エイジャ・ウィルソンが、自身初のシグネチャーシューズ、A’Oneの試作品を初めて目にしたときのこと。 彼女はそのシューズを手の上で裏返しました。 そのシューズのデザイナーであるベン・ネソンコメは、彼女の目に涙が込み上げてくるのがわかりました。 「泣かないって決めてたんですけどね」と彼女はネソンコメに冗談めかして言い、 喜びを隠すことなく、そのシューズに足を入れました。

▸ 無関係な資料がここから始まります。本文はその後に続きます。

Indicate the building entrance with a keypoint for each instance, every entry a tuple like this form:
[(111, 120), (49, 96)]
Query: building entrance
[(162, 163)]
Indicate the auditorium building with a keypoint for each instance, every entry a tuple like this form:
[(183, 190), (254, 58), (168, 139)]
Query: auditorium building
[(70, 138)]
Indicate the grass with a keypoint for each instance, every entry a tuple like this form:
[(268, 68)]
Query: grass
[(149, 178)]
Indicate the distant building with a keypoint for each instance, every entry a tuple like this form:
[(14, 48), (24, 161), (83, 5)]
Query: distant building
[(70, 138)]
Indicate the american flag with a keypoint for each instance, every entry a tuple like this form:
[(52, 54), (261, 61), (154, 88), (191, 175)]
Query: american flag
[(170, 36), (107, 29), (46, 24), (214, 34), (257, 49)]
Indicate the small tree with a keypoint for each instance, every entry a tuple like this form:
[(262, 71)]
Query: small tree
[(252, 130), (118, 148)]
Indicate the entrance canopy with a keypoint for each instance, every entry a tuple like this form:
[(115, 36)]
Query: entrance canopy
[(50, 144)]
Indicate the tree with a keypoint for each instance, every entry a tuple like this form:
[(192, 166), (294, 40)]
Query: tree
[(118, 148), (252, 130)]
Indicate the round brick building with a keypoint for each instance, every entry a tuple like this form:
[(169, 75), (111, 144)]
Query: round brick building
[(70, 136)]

ネソンコメはこう話します。「エイジャは、私がこれまでコラボしてきたプレーヤーたちの中でも特に素直で独創的で、表現力豊かな人物です。 「エイジャのシューズを制作する過程で、彼女は率直な視点を隠すことはありません。 それこそまさに、アスリートと一緒にデザインするうえで欠かせないフィードバックです」

エイジャのシューズの核にあるのは、感情のこもった誠実さ。それは彼女の生き方やプレー、Nikeとの関係にも通じています。 彼女は、2018年にプロ選手になった後にNikeアスリートに加わりました。 Nike BasketballのCosmic Unityシリーズで起用され、ネソンコメのようなデザイナーとの信頼関係を築きました。 個々の製品のよくできている点と、さらに重要なことですが、失敗している点についてはっきりとした意見を無理なく伝えられるアスリートとして、彼女はすぐにその存在感を表しました。 Nikeは、そんな彼女にもっと意見を出すよう求めました。 2022年、Nikeは、女性アスリートへのサポートを強化するアプローチに対する率直な意見を期待して結成されたプロのアスリート集団、Nike Athlete Think Tankのメンバーに、彼女を招待したのです。

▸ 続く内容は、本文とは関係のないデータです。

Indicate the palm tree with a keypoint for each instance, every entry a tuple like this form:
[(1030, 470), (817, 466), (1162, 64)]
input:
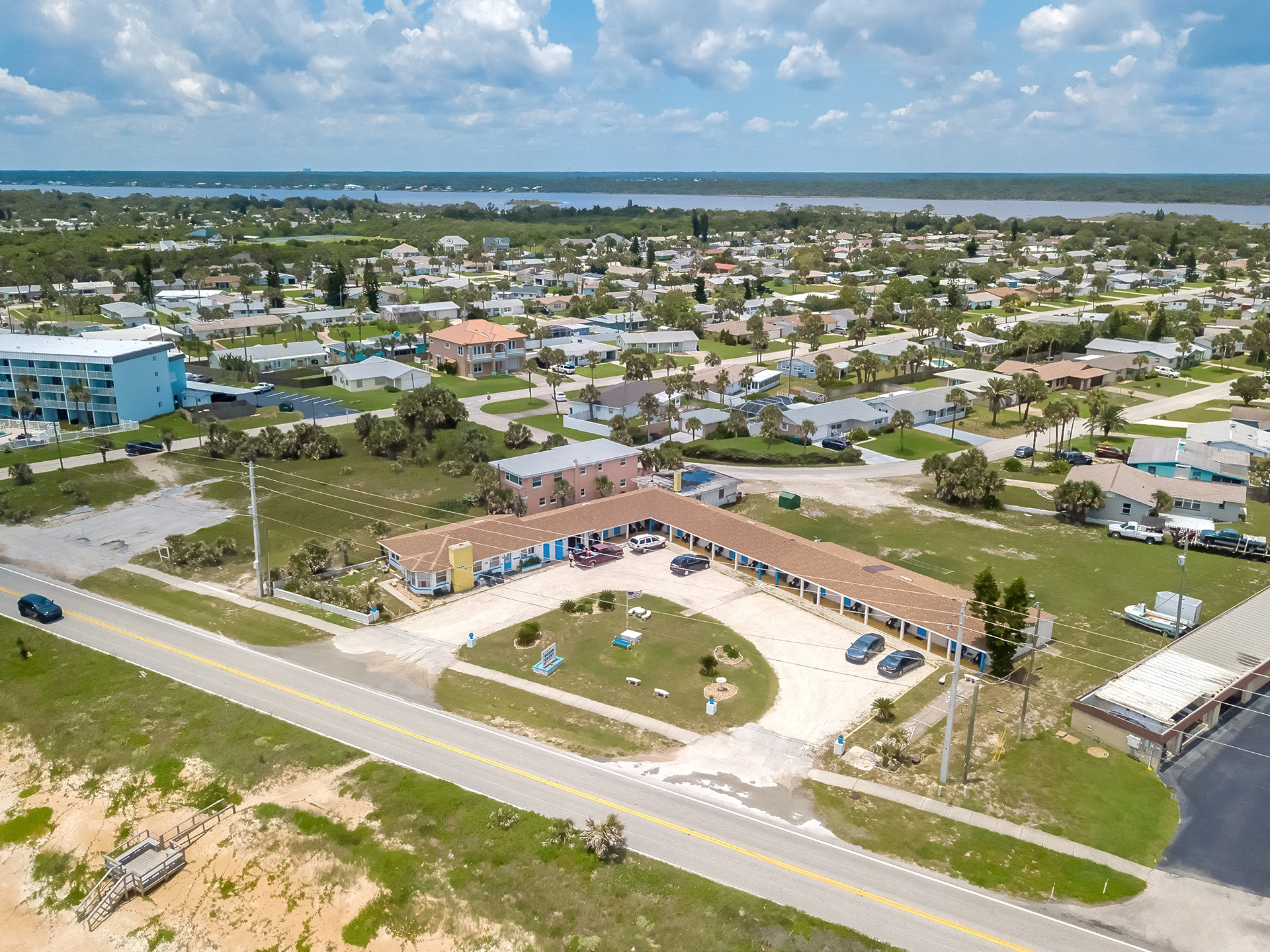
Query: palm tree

「エイジャは、私がこれまでコラボしてきたプレーヤーたちの中でも特に素直で独創的で、表現力豊かな人物です。 エイジャのシューズを制作する過程で、彼女は率直な視点を隠すことはありません。 それこそまさに、アスリートと一緒にデザインするうえで欠かせないフィードバックです」

ベン・ネソンコメ、Nikeフットウェアデザイナー

オレゴン州ビーバートンのNike本社での初期の開発セッションに参加するNikeフットウェアデザイナー、ベン・ネソンコメとエイジャ。

「人に対して偽りのない姿勢が大切。その根底にあるのは自信です」とエイジャ。 「迷いがあるときはいつも、自分のアイデンティティを思い出すようにしています。 朝起きて自分にこんな風に言い聞かせるんです。『あなたはエイジャ、尊い存在。 やるべきことをきちんとやろう』 私には、自分の感情を受け止め、人生で自分の作戦を実行する準備ができています」 

コートで支配者のオーラをまとって輝く彼女のプレー。 ジャンプしながら向きを変えてシュートを放つエイジャ。指先からボールが離れ、ゴールに向かって回転するその軌跡に、彼女の自信が宿ります。 彼女のシグネチャーシューズでは、その自信を表現する必要がありました。  

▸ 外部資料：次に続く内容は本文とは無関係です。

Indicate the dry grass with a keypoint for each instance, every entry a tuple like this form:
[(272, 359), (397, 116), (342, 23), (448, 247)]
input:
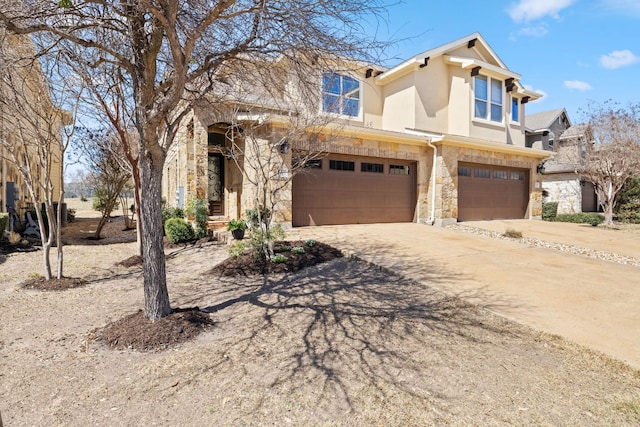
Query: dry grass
[(342, 343)]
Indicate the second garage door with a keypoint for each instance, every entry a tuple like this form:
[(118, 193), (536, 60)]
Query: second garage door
[(492, 192), (349, 190)]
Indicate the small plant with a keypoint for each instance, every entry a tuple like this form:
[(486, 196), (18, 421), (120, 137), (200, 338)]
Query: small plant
[(171, 213), (549, 210), (4, 220), (592, 218), (237, 249), (278, 259), (198, 209), (258, 216), (514, 234), (71, 215), (178, 230), (236, 224)]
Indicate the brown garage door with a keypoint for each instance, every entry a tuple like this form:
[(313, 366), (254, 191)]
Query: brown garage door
[(492, 192), (349, 190)]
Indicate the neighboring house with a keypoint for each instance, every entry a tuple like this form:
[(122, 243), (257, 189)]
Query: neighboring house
[(438, 138), (561, 182), (27, 117)]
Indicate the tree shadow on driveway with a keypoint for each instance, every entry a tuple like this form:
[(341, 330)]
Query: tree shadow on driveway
[(347, 326)]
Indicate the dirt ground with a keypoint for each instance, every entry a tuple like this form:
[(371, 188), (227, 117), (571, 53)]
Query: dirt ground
[(342, 343)]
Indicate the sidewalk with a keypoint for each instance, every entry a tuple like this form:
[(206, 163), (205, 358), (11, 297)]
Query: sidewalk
[(588, 301)]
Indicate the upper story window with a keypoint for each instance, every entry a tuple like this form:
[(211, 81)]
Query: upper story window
[(340, 95), (488, 98), (515, 109)]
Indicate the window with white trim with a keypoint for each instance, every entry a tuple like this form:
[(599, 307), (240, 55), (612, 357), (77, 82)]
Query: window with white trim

ローンチカラーであるPink A’ura(ピンクオーラ)は、自信、忠誠心、情熱に満ちたプレーでリードするエイジャの能力の象徴。グラデーションを成すピンクの層からしし座のエネルギーがほとばしり、彼女の大好きなカラーがコートを華やかに彩ります。

Cushlon ST2フォームが硬めのベースと連動し、爆発的な反発力と滑らかでクッショニングの効いた着地を実現するので、プレーヤーはどんなプレーにも瞬時に対応できます。

ヒールには、エイジャのトレードマークとも言える粘り強さを物語る試合後のコメント「Weakness, weakness. We don’t have time for that.(弱さになんて構っている暇はない)」が記されています。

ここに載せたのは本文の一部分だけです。